How to maximize application performance for ARM little.big architecture - MPI

I am writing an MPI application to speedup a math algorithm with ARM cored device. The device has a S922X CPU which integrates a quad-core ARM Cortex-A73 cpu and a two core Cortex-A53 CPU.

I am wondering, with tuning of the compiler, or selecting a different compiler, can I expect more speedup for my application?

I was playing with possible options of the mpic++ compiler like -O1, -O3, -Ofast, -ffast-math -march=native ... etc.

The final option was this: -Wall -Wextra -std=c++11 -Ofast

And the build application could run on both cores. However they have different instruction sets so I think the binary is not maximized yet for performance.

the capabilities of the two cores are describe in the datasheet

Cortex-A53 processor features

Armv8 Architecture ARM, Thumb, and ThumbEE instruction set support
Media Processing Engine (MPE) with NEON technology

Cortex-A73 processor features

Armv8-A Architecture
NEON advanced SIMD
DSP & SIMD extensions
VFPv4 floating point
Supports Hardware virtualization

How can I use the powerful features of the A73 core to speedup more my application? What is the best approach?

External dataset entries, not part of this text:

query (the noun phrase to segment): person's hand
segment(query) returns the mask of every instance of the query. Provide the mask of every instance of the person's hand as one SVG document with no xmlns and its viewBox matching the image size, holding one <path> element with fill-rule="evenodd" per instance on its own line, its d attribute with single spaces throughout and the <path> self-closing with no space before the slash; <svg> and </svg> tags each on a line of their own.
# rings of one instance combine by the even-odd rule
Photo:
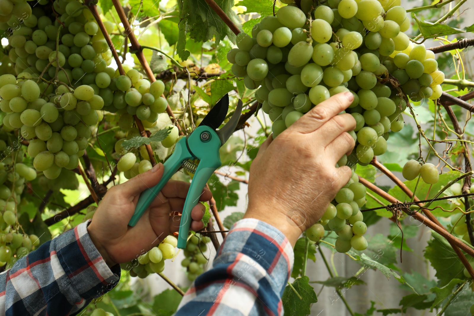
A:
<svg viewBox="0 0 474 316">
<path fill-rule="evenodd" d="M 87 230 L 109 266 L 136 258 L 179 229 L 181 216 L 170 214 L 182 210 L 191 183 L 173 180 L 164 186 L 137 225 L 128 226 L 140 193 L 159 182 L 164 169 L 163 165 L 158 163 L 152 169 L 112 187 L 96 210 Z M 200 200 L 207 201 L 211 197 L 210 191 L 205 189 Z M 200 203 L 192 209 L 192 230 L 203 227 L 201 219 L 204 210 L 204 206 Z"/>
<path fill-rule="evenodd" d="M 321 218 L 351 175 L 348 167 L 335 166 L 355 144 L 346 132 L 356 120 L 349 114 L 337 115 L 353 99 L 350 92 L 334 95 L 262 144 L 250 167 L 244 218 L 273 225 L 292 245 Z"/>
</svg>

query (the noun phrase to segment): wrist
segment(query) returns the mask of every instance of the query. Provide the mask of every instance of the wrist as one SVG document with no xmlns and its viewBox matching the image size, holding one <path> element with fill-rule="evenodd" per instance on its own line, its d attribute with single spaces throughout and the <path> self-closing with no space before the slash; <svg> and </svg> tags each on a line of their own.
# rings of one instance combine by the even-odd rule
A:
<svg viewBox="0 0 474 316">
<path fill-rule="evenodd" d="M 106 264 L 109 266 L 109 268 L 111 268 L 117 264 L 117 262 L 114 262 L 110 258 L 105 247 L 104 247 L 102 243 L 100 242 L 100 239 L 96 235 L 94 226 L 92 226 L 92 221 L 87 226 L 87 232 L 89 233 L 89 237 L 91 238 L 91 240 L 92 241 L 92 244 L 95 246 L 97 251 L 100 254 L 104 261 L 105 262 Z"/>
<path fill-rule="evenodd" d="M 243 218 L 255 218 L 272 225 L 286 237 L 292 247 L 294 246 L 302 233 L 301 229 L 303 228 L 304 219 L 305 219 L 304 218 L 302 221 L 301 217 L 297 217 L 291 211 L 285 214 L 270 208 L 256 209 L 250 207 Z"/>
</svg>

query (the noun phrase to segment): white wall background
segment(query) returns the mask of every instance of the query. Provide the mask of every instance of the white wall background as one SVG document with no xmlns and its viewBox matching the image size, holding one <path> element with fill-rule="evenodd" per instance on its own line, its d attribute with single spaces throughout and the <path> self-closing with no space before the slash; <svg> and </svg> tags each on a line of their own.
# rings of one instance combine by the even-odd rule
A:
<svg viewBox="0 0 474 316">
<path fill-rule="evenodd" d="M 456 3 L 456 2 L 453 2 Z M 469 26 L 474 23 L 474 16 L 472 9 L 469 9 L 470 5 L 473 2 L 469 0 L 461 7 L 460 12 L 467 10 L 464 12 L 461 17 L 464 18 L 462 23 L 463 26 Z M 410 1 L 402 0 L 402 4 L 406 8 L 413 8 L 422 5 L 421 1 L 419 0 Z M 446 6 L 447 8 L 449 6 Z M 459 26 L 460 27 L 461 26 Z M 466 35 L 468 37 L 473 37 L 473 34 Z M 425 42 L 427 47 L 432 47 L 441 45 L 440 42 L 432 43 L 431 41 Z M 473 49 L 466 49 L 467 56 L 466 58 L 466 69 L 472 73 L 473 59 Z M 251 126 L 254 126 L 254 129 L 247 130 L 246 132 L 250 135 L 255 131 L 252 129 L 257 128 L 259 125 L 255 121 L 253 124 L 251 122 Z M 240 131 L 242 133 L 243 131 Z M 397 175 L 401 176 L 401 175 Z M 381 175 L 377 179 L 377 181 L 379 184 L 389 184 L 390 181 L 383 175 Z M 226 209 L 220 213 L 221 218 L 223 220 L 225 217 L 232 212 L 245 211 L 246 205 L 246 185 L 241 184 L 240 189 L 238 191 L 239 200 L 237 205 L 235 207 L 227 207 Z M 377 233 L 387 234 L 391 222 L 383 218 L 375 225 L 370 226 L 368 230 L 367 234 L 373 235 Z M 216 229 L 218 229 L 216 225 L 214 225 Z M 222 238 L 220 234 L 218 234 L 219 240 Z M 426 242 L 429 238 L 430 232 L 428 229 L 422 226 L 419 231 L 418 238 L 413 238 L 409 242 L 409 246 L 413 250 L 413 252 L 404 252 L 403 254 L 403 261 L 402 264 L 398 265 L 404 271 L 416 271 L 422 275 L 432 278 L 435 271 L 423 260 L 423 251 L 426 246 Z M 211 244 L 210 244 L 210 256 L 213 257 L 215 252 Z M 330 253 L 327 249 L 325 249 L 325 253 L 328 260 L 330 259 Z M 399 256 L 399 251 L 397 252 L 397 255 Z M 317 253 L 316 262 L 313 262 L 309 261 L 307 270 L 307 274 L 311 280 L 324 280 L 329 277 L 326 267 L 319 254 Z M 399 256 L 398 257 L 399 258 Z M 171 280 L 180 286 L 187 286 L 190 282 L 187 280 L 186 276 L 183 273 L 184 269 L 181 267 L 179 262 L 183 258 L 182 254 L 180 254 L 176 259 L 177 262 L 171 264 L 167 262 L 164 269 L 164 274 Z M 399 260 L 399 259 L 398 259 Z M 350 258 L 344 254 L 337 253 L 334 258 L 334 265 L 336 267 L 340 276 L 350 277 L 356 273 L 360 268 L 360 266 L 354 262 Z M 365 285 L 355 286 L 346 291 L 345 296 L 352 307 L 354 312 L 365 313 L 365 311 L 370 307 L 370 301 L 376 302 L 376 307 L 377 309 L 386 309 L 397 308 L 399 302 L 402 297 L 409 293 L 399 289 L 400 283 L 394 278 L 392 278 L 390 280 L 387 280 L 385 276 L 380 271 L 370 270 L 364 273 L 360 277 L 361 279 L 366 283 Z M 156 275 L 150 276 L 145 280 L 138 280 L 136 286 L 144 286 L 145 288 L 149 287 L 150 293 L 151 296 L 158 294 L 165 288 L 170 288 L 159 276 Z M 321 289 L 321 286 L 319 284 L 313 284 L 317 293 L 319 293 Z M 313 304 L 311 307 L 311 315 L 330 316 L 350 316 L 350 314 L 346 310 L 343 302 L 334 291 L 333 288 L 323 289 L 320 294 L 318 295 L 318 302 Z M 236 298 L 237 299 L 237 298 Z M 375 312 L 374 315 L 381 315 Z M 428 316 L 435 315 L 436 313 L 424 312 L 413 309 L 409 309 L 406 314 L 413 316 L 424 315 Z"/>
</svg>

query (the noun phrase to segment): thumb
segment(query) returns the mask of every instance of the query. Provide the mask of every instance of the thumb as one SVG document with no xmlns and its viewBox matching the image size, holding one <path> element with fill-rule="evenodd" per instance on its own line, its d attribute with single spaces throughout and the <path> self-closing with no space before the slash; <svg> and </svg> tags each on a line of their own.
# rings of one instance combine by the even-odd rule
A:
<svg viewBox="0 0 474 316">
<path fill-rule="evenodd" d="M 134 177 L 120 185 L 121 191 L 127 196 L 135 196 L 158 184 L 163 176 L 164 168 L 161 163 L 147 171 Z"/>
</svg>

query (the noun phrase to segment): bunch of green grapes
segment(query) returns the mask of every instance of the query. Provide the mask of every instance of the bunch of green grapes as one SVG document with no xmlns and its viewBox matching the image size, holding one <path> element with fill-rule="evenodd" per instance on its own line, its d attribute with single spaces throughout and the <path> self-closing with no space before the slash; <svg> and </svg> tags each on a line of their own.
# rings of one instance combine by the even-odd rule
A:
<svg viewBox="0 0 474 316">
<path fill-rule="evenodd" d="M 184 251 L 185 258 L 181 262 L 181 265 L 186 268 L 190 281 L 194 281 L 204 271 L 205 265 L 209 260 L 204 253 L 207 250 L 206 244 L 210 241 L 210 238 L 201 236 L 199 233 L 192 235 L 188 240 Z"/>
<path fill-rule="evenodd" d="M 363 235 L 367 231 L 367 226 L 362 221 L 364 217 L 359 208 L 365 204 L 365 187 L 359 183 L 357 174 L 353 173 L 319 221 L 306 230 L 306 236 L 317 242 L 324 236 L 325 231 L 332 231 L 338 236 L 335 245 L 337 252 L 346 253 L 351 247 L 356 250 L 365 250 L 367 243 Z"/>
<path fill-rule="evenodd" d="M 167 236 L 157 246 L 146 253 L 126 263 L 121 263 L 123 270 L 130 271 L 130 275 L 146 278 L 150 273 L 159 273 L 164 269 L 164 261 L 176 254 L 178 240 L 172 235 Z"/>
<path fill-rule="evenodd" d="M 422 165 L 414 159 L 409 160 L 403 165 L 402 175 L 407 180 L 413 180 L 419 175 L 421 175 L 421 179 L 428 184 L 434 184 L 439 180 L 439 174 L 436 166 L 429 163 Z M 459 183 L 455 184 L 460 185 Z M 451 187 L 452 190 L 456 190 L 453 189 L 453 187 L 457 188 L 457 186 L 453 185 Z M 461 194 L 460 188 L 459 192 L 459 194 Z"/>
</svg>

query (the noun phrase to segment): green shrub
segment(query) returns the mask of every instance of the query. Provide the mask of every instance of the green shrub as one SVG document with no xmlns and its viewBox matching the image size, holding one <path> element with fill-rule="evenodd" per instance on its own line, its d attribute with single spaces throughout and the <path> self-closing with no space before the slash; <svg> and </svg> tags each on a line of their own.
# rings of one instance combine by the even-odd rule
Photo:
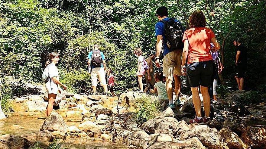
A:
<svg viewBox="0 0 266 149">
<path fill-rule="evenodd" d="M 153 100 L 150 95 L 143 95 L 142 98 L 136 99 L 136 102 L 139 109 L 137 111 L 135 118 L 138 126 L 159 116 L 162 112 L 158 101 Z"/>
<path fill-rule="evenodd" d="M 82 69 L 67 72 L 59 69 L 60 80 L 67 86 L 68 91 L 73 93 L 89 92 L 91 86 L 90 74 Z"/>
<path fill-rule="evenodd" d="M 0 78 L 0 103 L 3 112 L 7 116 L 8 116 L 8 113 L 13 111 L 10 100 L 13 96 L 11 88 L 8 85 L 5 84 L 5 82 L 1 83 Z"/>
</svg>

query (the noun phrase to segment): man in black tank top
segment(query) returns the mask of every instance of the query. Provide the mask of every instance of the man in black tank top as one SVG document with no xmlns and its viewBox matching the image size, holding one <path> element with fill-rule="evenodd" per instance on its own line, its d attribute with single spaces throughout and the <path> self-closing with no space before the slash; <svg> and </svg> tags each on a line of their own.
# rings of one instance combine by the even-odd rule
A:
<svg viewBox="0 0 266 149">
<path fill-rule="evenodd" d="M 234 45 L 236 47 L 235 76 L 239 90 L 244 89 L 244 76 L 247 67 L 247 48 L 239 39 L 234 39 Z"/>
</svg>

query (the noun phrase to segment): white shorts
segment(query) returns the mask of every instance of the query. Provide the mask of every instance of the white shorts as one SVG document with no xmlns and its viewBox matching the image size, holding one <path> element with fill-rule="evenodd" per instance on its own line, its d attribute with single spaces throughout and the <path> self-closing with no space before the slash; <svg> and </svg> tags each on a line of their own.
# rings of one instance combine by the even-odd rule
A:
<svg viewBox="0 0 266 149">
<path fill-rule="evenodd" d="M 97 79 L 99 77 L 99 81 L 101 86 L 106 85 L 106 80 L 105 80 L 105 73 L 103 68 L 97 67 L 92 70 L 92 85 L 97 86 Z"/>
</svg>

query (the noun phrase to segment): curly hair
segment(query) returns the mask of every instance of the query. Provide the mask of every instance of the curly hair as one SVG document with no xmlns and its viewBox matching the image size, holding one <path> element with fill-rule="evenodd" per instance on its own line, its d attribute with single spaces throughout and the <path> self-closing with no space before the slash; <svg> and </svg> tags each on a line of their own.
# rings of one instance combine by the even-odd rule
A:
<svg viewBox="0 0 266 149">
<path fill-rule="evenodd" d="M 137 54 L 139 55 L 142 55 L 142 51 L 141 50 L 140 48 L 136 48 L 134 50 L 134 54 Z"/>
<path fill-rule="evenodd" d="M 206 18 L 201 10 L 197 10 L 192 12 L 189 17 L 189 27 L 205 27 L 206 26 Z"/>
</svg>

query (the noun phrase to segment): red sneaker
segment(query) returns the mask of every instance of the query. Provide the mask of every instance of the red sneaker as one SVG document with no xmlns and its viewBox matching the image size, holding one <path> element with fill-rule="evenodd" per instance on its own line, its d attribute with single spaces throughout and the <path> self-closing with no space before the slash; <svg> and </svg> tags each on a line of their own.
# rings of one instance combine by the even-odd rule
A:
<svg viewBox="0 0 266 149">
<path fill-rule="evenodd" d="M 203 119 L 203 123 L 205 123 L 209 120 L 210 120 L 209 118 L 206 118 L 204 117 L 204 118 Z"/>
<path fill-rule="evenodd" d="M 197 118 L 197 116 L 195 116 L 195 118 L 193 120 L 189 121 L 190 124 L 192 124 L 193 123 L 201 123 L 203 122 L 203 119 L 201 118 L 198 119 Z"/>
</svg>

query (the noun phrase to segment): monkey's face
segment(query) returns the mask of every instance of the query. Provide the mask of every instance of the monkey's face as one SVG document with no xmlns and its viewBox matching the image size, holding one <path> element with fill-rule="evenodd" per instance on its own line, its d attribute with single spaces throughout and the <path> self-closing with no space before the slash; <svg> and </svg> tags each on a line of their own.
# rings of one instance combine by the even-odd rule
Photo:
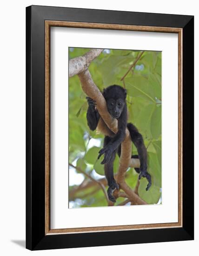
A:
<svg viewBox="0 0 199 256">
<path fill-rule="evenodd" d="M 110 99 L 106 102 L 108 111 L 113 118 L 119 117 L 124 108 L 125 102 L 122 99 Z"/>
</svg>

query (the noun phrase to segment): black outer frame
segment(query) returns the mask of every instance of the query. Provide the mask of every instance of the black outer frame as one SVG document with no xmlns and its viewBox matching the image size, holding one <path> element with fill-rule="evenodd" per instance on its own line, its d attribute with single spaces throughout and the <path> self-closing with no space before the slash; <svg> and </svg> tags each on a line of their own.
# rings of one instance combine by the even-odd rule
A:
<svg viewBox="0 0 199 256">
<path fill-rule="evenodd" d="M 45 236 L 45 20 L 183 28 L 182 228 Z M 192 16 L 38 6 L 26 8 L 27 249 L 39 250 L 194 239 L 193 33 Z"/>
</svg>

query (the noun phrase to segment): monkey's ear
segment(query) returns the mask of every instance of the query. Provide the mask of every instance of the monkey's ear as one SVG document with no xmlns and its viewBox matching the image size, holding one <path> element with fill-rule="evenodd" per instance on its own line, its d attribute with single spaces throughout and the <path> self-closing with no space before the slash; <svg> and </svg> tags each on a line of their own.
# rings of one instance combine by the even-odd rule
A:
<svg viewBox="0 0 199 256">
<path fill-rule="evenodd" d="M 127 94 L 126 90 L 126 89 L 124 89 L 124 95 L 125 96 L 125 99 L 126 98 L 126 94 Z"/>
</svg>

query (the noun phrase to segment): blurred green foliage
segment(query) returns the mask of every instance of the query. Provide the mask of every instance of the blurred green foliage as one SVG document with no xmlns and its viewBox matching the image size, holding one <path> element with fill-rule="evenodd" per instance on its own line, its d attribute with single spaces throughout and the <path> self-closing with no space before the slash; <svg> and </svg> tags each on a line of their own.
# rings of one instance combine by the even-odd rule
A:
<svg viewBox="0 0 199 256">
<path fill-rule="evenodd" d="M 70 48 L 69 57 L 81 56 L 89 49 Z M 113 84 L 123 86 L 120 81 L 141 51 L 106 49 L 90 64 L 92 78 L 101 91 Z M 77 164 L 96 180 L 105 177 L 103 165 L 97 161 L 103 146 L 103 135 L 91 131 L 87 125 L 86 95 L 82 91 L 77 75 L 69 79 L 69 162 Z M 148 172 L 152 186 L 147 192 L 147 181 L 142 178 L 139 188 L 139 196 L 149 204 L 161 202 L 161 53 L 145 51 L 135 67 L 125 79 L 127 89 L 129 122 L 133 122 L 142 135 L 147 148 Z M 134 146 L 132 153 L 137 154 Z M 117 172 L 119 158 L 114 162 Z M 69 207 L 106 206 L 107 202 L 97 183 L 87 186 L 89 178 L 77 170 L 69 169 Z M 73 175 L 72 175 L 73 172 Z M 80 185 L 81 176 L 83 182 Z M 134 188 L 138 175 L 133 168 L 126 173 L 126 182 Z M 107 188 L 106 188 L 107 189 Z M 119 198 L 117 203 L 124 201 Z"/>
</svg>

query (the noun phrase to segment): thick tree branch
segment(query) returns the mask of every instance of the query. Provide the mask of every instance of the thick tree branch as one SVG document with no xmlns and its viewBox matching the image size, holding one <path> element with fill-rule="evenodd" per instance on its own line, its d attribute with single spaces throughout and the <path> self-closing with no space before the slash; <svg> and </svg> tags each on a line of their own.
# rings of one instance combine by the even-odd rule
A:
<svg viewBox="0 0 199 256">
<path fill-rule="evenodd" d="M 84 71 L 90 63 L 95 59 L 103 49 L 92 49 L 83 56 L 74 58 L 69 61 L 69 77 Z"/>
<path fill-rule="evenodd" d="M 96 53 L 99 53 L 100 50 L 100 49 L 93 49 L 92 54 L 93 54 L 93 50 L 96 51 Z M 89 52 L 87 53 L 88 54 Z M 81 61 L 80 59 L 78 60 L 77 58 L 76 59 L 76 61 Z M 71 63 L 73 63 L 73 61 L 69 62 L 69 65 Z M 80 64 L 79 66 L 81 67 L 82 65 Z M 116 133 L 118 131 L 118 121 L 116 119 L 113 118 L 108 113 L 105 99 L 93 81 L 91 74 L 87 69 L 87 67 L 86 67 L 85 68 L 86 69 L 83 72 L 78 74 L 82 89 L 88 97 L 96 101 L 96 107 L 101 117 L 109 128 L 114 133 Z M 131 202 L 135 202 L 138 204 L 146 204 L 146 203 L 140 198 L 125 182 L 125 176 L 127 169 L 129 166 L 133 167 L 133 162 L 131 159 L 131 154 L 132 141 L 129 132 L 126 128 L 125 140 L 121 143 L 121 155 L 116 181 L 119 184 L 120 188 L 125 191 Z M 139 161 L 139 160 L 137 160 Z M 139 167 L 138 161 L 135 162 L 136 163 L 136 167 Z"/>
</svg>

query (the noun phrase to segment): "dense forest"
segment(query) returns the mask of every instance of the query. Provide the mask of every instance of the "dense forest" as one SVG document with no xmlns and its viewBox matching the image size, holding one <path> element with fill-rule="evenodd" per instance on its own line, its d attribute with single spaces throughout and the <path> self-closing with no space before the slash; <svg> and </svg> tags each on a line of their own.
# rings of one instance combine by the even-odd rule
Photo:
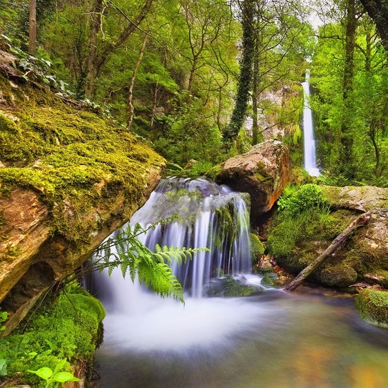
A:
<svg viewBox="0 0 388 388">
<path fill-rule="evenodd" d="M 274 137 L 301 166 L 310 68 L 321 179 L 388 183 L 385 1 L 1 6 L 1 46 L 22 56 L 26 76 L 40 69 L 64 98 L 111 115 L 173 170 L 194 159 L 201 173 Z"/>
<path fill-rule="evenodd" d="M 300 82 L 310 68 L 321 179 L 386 186 L 386 8 L 1 0 L 1 42 L 26 77 L 37 70 L 64 98 L 149 142 L 172 169 L 194 159 L 198 173 L 271 137 L 301 166 Z"/>
</svg>

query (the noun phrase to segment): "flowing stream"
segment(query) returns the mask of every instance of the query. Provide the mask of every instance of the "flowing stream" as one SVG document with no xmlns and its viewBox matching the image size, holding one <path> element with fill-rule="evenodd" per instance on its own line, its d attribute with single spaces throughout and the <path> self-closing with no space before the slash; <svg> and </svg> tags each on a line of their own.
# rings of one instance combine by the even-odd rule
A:
<svg viewBox="0 0 388 388">
<path fill-rule="evenodd" d="M 316 154 L 316 139 L 314 137 L 314 128 L 313 125 L 313 115 L 310 108 L 309 99 L 310 97 L 309 70 L 306 71 L 306 80 L 302 83 L 304 95 L 304 107 L 303 109 L 303 142 L 304 151 L 304 169 L 313 177 L 320 175 L 317 167 Z"/>
<path fill-rule="evenodd" d="M 226 221 L 220 211 L 226 207 Z M 133 284 L 119 271 L 99 276 L 97 295 L 107 316 L 104 343 L 96 353 L 100 378 L 93 387 L 388 387 L 388 332 L 363 323 L 351 298 L 286 293 L 249 272 L 243 196 L 204 180 L 168 179 L 131 222 L 146 226 L 174 213 L 185 222 L 151 230 L 144 243 L 213 244 L 213 253 L 176 269 L 186 282 L 185 304 Z M 222 227 L 224 222 L 229 228 Z M 195 260 L 203 262 L 197 266 Z M 206 296 L 213 277 L 224 277 L 219 265 L 257 292 Z"/>
</svg>

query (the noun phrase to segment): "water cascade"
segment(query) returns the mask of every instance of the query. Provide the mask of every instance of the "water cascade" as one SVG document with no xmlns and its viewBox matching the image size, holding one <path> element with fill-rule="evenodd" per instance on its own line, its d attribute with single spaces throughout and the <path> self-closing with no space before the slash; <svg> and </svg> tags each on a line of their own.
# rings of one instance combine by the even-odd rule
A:
<svg viewBox="0 0 388 388">
<path fill-rule="evenodd" d="M 316 164 L 316 139 L 313 126 L 313 115 L 309 99 L 310 97 L 309 70 L 306 71 L 306 80 L 302 83 L 304 95 L 304 107 L 303 109 L 303 139 L 304 150 L 304 169 L 313 177 L 320 175 Z"/>
<path fill-rule="evenodd" d="M 244 195 L 204 179 L 170 178 L 162 180 L 131 223 L 146 228 L 161 220 L 142 238 L 150 249 L 160 246 L 207 247 L 192 261 L 173 272 L 184 289 L 195 298 L 221 272 L 248 273 L 251 268 L 249 210 Z"/>
<path fill-rule="evenodd" d="M 99 275 L 107 316 L 93 388 L 388 387 L 388 332 L 360 322 L 353 298 L 287 294 L 245 273 L 243 199 L 204 180 L 168 179 L 133 215 L 131 222 L 146 226 L 178 214 L 144 236 L 150 246 L 193 244 L 213 252 L 175 269 L 187 290 L 184 305 L 123 279 L 119 270 Z M 222 278 L 220 267 L 258 292 L 204 298 L 212 277 Z"/>
</svg>

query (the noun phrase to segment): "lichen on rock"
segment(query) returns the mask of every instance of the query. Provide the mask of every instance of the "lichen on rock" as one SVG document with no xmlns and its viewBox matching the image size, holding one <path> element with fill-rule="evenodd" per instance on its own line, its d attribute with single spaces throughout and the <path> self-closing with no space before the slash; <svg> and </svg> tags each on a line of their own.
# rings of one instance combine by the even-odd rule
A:
<svg viewBox="0 0 388 388">
<path fill-rule="evenodd" d="M 46 287 L 71 273 L 144 204 L 165 161 L 101 113 L 27 81 L 16 58 L 0 59 L 10 62 L 0 64 L 0 302 L 12 307 L 8 331 L 44 289 L 26 282 L 30 269 L 43 263 Z M 17 285 L 34 290 L 25 308 L 14 303 Z"/>
</svg>

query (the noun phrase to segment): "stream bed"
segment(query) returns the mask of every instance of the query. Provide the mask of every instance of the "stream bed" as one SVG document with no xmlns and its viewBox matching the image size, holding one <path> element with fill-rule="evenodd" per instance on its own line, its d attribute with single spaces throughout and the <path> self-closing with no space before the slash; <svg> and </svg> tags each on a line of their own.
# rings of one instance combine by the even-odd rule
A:
<svg viewBox="0 0 388 388">
<path fill-rule="evenodd" d="M 130 313 L 108 309 L 93 387 L 388 387 L 388 331 L 361 321 L 351 298 L 129 295 Z"/>
</svg>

By the way from my previous post I became enlightened I must use the BIG core if I want max performance:

C/C++ MPI speedup is not as expected

Solution

Your problem is twofold.

First, there are cores with varying instruction sets. Most MPI implementations provide an easy solution for that by allowing you to run jobs from more than one executable. You simply need to compile the code twice with core-specific optimisations in order to produce two executable files. Let's call them prog.big (optimised for the big cores) and prog.little (optimised for the LITTLE cores). Then, instead of launching 6 ranks from a generic executable with mpiexec -n 6 ./prog, you launch 4 ranks from prog.big and 2 ranks from prog.little:

mpiexec -n 4 ./prog.bin : -n 2 ./prog.little

That's not enough though. You need to place the right process on the right core. Doing so is very implementation-specific. In the simplest case, you can tell MPI to pin/bind each MPI rank to a single logical CPU and do so in a linear fashion, i.e., rank 0 gets bound to core 0, rank 1 to core 1, etc. and hope that the OS will map the big cores to logical CPUs 0 to 3 and the LITTLE cores to logical CPUs 4 and 5. If that is not the case, you may need to perform some additional acrobatics. For example, Open MPI allows you to specify a rankfile with --rankfile filename, in which you can provide a rank to CPU mapping:

rank 0=localhost slot=0
rank 1=localhost slot=1
rank 2=localhost slot=2
...

Having optimised executable files and properly placed processes is only half of the solution. The rest is to actually have a parallel algorithm that can make use of CPUs with different speeds. If you have a globally synchronous algorithm, for example one solving PDEs, or anything iterative in general, then the computation time of a single step is that of the slowest MPI rank. If you give the same amount of work to the big and to the LITTLE cores, the latter will lag significantly and the former will have to wait, wasting computational time. So you need to either perform some advanced domain decomposition and give smaller work items to the slower cores or use an approach such as "bag of work" (a.k.a. controller/worker) and have each worker rank request a piece of data to work on. In this case, faster cores will process more items and the work will balance itself automatically.